Opini

Opini Yahya Ado: Seandainya Saya Gubernur NTT

Satu lagi kontroversi yang diciptakan Gubernur NTT, Viktor Bungtilu Laiskodat (VBL) jelang masa akhir jabatan pada 5 September 2023.

Editor: Alfons Nedabang
KOMPAS/TOTO SIHONO
Ilustrasi kursi kepala daerah. Yahya Ado menulis opini: Seandainya Saya Gubernur NTT. 

POS-KUPANG.COM - Satu lagi kontroversi yang diciptakan Gubernur NTT, Viktor Bungtilu Laiskodat (VBL) jelang masa akhir jabatan pada 5 September 2023 mendatang.

Sebenarnya tidak menarik meributkan kebijakan dadakan yang dikeluarkan tanpa dasar hukum dan kajian akademis ini.
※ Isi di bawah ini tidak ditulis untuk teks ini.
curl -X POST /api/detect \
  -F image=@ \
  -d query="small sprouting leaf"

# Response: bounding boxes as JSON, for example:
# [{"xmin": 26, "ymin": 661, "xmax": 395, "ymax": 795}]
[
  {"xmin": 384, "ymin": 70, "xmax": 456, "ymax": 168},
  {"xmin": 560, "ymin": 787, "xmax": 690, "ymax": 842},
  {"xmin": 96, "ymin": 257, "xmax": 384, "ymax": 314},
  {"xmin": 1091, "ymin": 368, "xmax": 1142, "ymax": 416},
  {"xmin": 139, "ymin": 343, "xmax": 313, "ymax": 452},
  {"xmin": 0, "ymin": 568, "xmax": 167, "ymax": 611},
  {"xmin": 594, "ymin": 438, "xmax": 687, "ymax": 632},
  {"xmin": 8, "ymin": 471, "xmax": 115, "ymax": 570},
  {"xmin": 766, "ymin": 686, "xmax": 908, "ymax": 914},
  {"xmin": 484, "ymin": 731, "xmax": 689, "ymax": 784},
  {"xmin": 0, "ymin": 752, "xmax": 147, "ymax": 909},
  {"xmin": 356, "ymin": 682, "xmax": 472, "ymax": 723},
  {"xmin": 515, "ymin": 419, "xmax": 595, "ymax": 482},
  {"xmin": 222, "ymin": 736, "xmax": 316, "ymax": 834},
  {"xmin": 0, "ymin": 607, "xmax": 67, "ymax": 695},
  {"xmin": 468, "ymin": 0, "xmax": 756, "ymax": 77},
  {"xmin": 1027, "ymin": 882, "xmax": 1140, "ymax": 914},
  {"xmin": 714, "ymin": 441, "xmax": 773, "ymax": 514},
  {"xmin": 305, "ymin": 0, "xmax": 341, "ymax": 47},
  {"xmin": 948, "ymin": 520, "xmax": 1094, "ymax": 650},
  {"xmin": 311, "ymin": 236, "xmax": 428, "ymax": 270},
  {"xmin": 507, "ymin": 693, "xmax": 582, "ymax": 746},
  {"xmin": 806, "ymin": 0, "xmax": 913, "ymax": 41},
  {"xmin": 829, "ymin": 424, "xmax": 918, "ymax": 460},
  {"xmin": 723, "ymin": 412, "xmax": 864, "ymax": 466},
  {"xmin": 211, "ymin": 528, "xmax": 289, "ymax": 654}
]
Sebabnya ini bukan kebijakan strategis jangka panjang.

Karena tidak ada satu grand design pendidikan di NTT sepanjang sejarah, termasuk di masa jabatan VBL dan Joseph Nae Soi (Victory-Joss) ini adalah mewajibkan siswa SMA/SMK Negeri masuk sekolah di jam 5 pagi yang kemudian digeser menjadi jam 05.30 pagi.
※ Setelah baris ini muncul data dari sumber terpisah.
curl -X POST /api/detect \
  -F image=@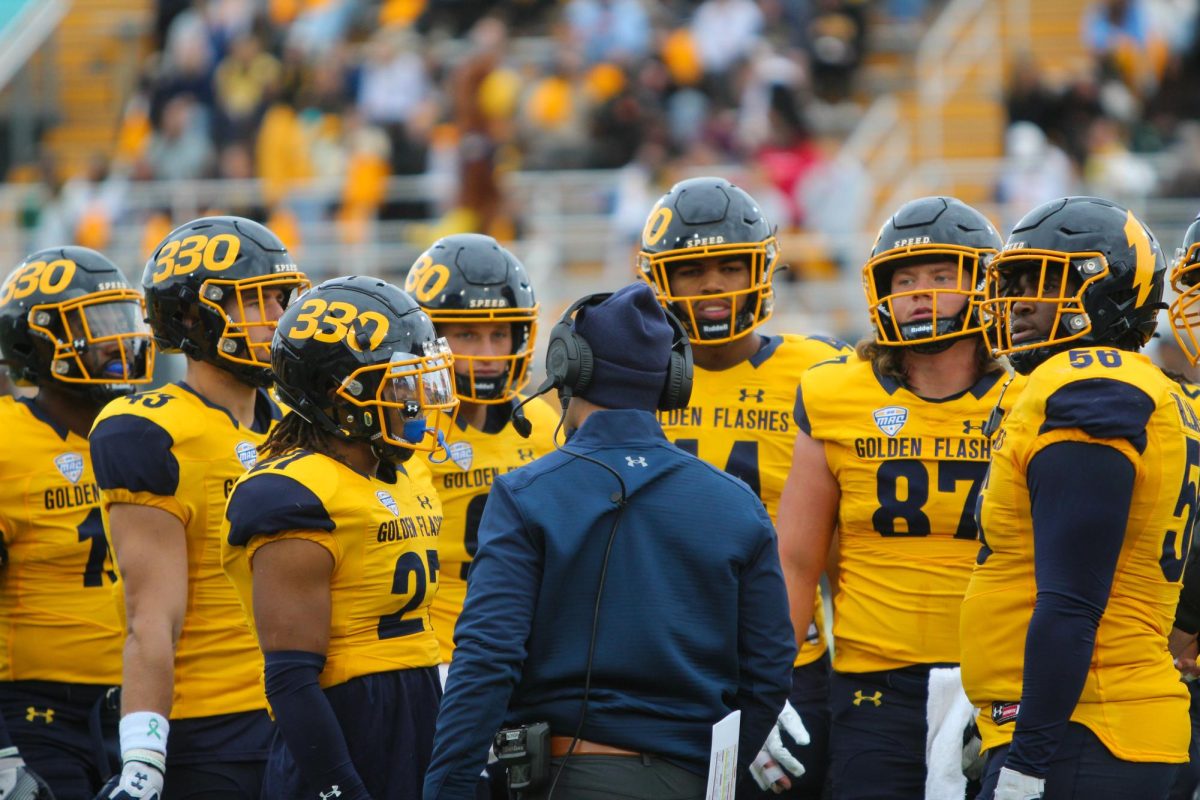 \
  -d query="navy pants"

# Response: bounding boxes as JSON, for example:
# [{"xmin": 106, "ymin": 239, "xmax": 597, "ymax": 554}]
[
  {"xmin": 978, "ymin": 722, "xmax": 1182, "ymax": 800},
  {"xmin": 739, "ymin": 652, "xmax": 829, "ymax": 800},
  {"xmin": 0, "ymin": 680, "xmax": 120, "ymax": 800},
  {"xmin": 1170, "ymin": 681, "xmax": 1200, "ymax": 800},
  {"xmin": 262, "ymin": 667, "xmax": 442, "ymax": 800},
  {"xmin": 829, "ymin": 664, "xmax": 974, "ymax": 800}
]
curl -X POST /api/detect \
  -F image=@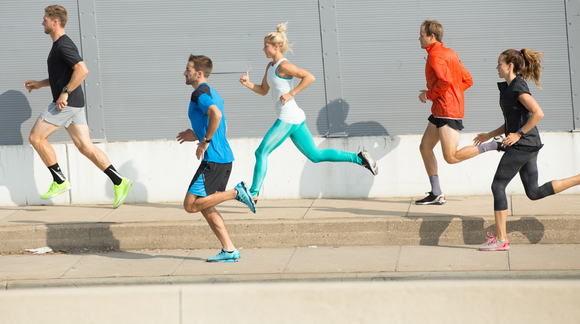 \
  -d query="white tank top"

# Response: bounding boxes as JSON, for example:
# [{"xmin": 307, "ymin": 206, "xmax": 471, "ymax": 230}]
[{"xmin": 266, "ymin": 58, "xmax": 306, "ymax": 124}]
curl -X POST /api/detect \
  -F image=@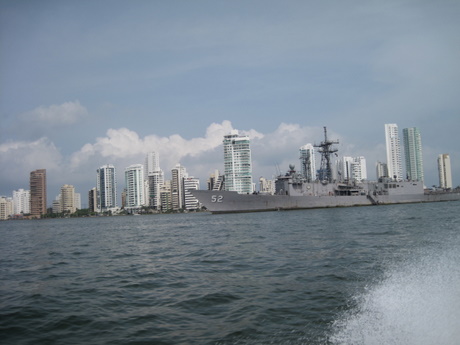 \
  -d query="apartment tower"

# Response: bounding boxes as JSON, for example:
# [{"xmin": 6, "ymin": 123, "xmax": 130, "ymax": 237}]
[
  {"xmin": 144, "ymin": 152, "xmax": 164, "ymax": 209},
  {"xmin": 30, "ymin": 169, "xmax": 46, "ymax": 217},
  {"xmin": 385, "ymin": 123, "xmax": 403, "ymax": 181},
  {"xmin": 60, "ymin": 184, "xmax": 77, "ymax": 213},
  {"xmin": 96, "ymin": 164, "xmax": 117, "ymax": 212},
  {"xmin": 299, "ymin": 144, "xmax": 316, "ymax": 182},
  {"xmin": 438, "ymin": 153, "xmax": 452, "ymax": 189},
  {"xmin": 171, "ymin": 163, "xmax": 188, "ymax": 210},
  {"xmin": 223, "ymin": 130, "xmax": 253, "ymax": 194},
  {"xmin": 403, "ymin": 127, "xmax": 424, "ymax": 182},
  {"xmin": 125, "ymin": 164, "xmax": 145, "ymax": 208}
]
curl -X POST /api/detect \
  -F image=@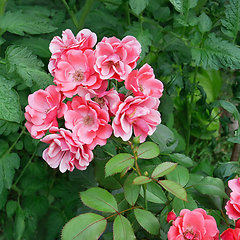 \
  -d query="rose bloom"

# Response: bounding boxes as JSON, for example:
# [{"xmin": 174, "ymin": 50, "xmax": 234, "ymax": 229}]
[
  {"xmin": 220, "ymin": 228, "xmax": 240, "ymax": 240},
  {"xmin": 48, "ymin": 29, "xmax": 97, "ymax": 76},
  {"xmin": 41, "ymin": 127, "xmax": 93, "ymax": 173},
  {"xmin": 54, "ymin": 49, "xmax": 102, "ymax": 98},
  {"xmin": 112, "ymin": 96, "xmax": 161, "ymax": 142},
  {"xmin": 168, "ymin": 208, "xmax": 219, "ymax": 240},
  {"xmin": 94, "ymin": 36, "xmax": 141, "ymax": 81},
  {"xmin": 24, "ymin": 85, "xmax": 67, "ymax": 139},
  {"xmin": 64, "ymin": 94, "xmax": 112, "ymax": 149},
  {"xmin": 124, "ymin": 63, "xmax": 163, "ymax": 98},
  {"xmin": 225, "ymin": 192, "xmax": 240, "ymax": 220}
]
Lagi-lagi ini sekadar kebijakan sensasional tanpa kebijaksanaan yang rasional. Apalagi di tengah gencarnya Kurikulum Merdeka Belajar oleh Mas Menteri Nadiem Makarim yang memberi ruang belajar merdeka yang sadar.

Publik juga tentu masih ingat dengan sangat baik soal kebijakan Berbahasa Inggris bagi Aparat Sipil Negara (ASN) yang bergelut di dunia pariwisata dan ekonomi kreatif pada setiap hari Rabu, pun seperti kabar burung.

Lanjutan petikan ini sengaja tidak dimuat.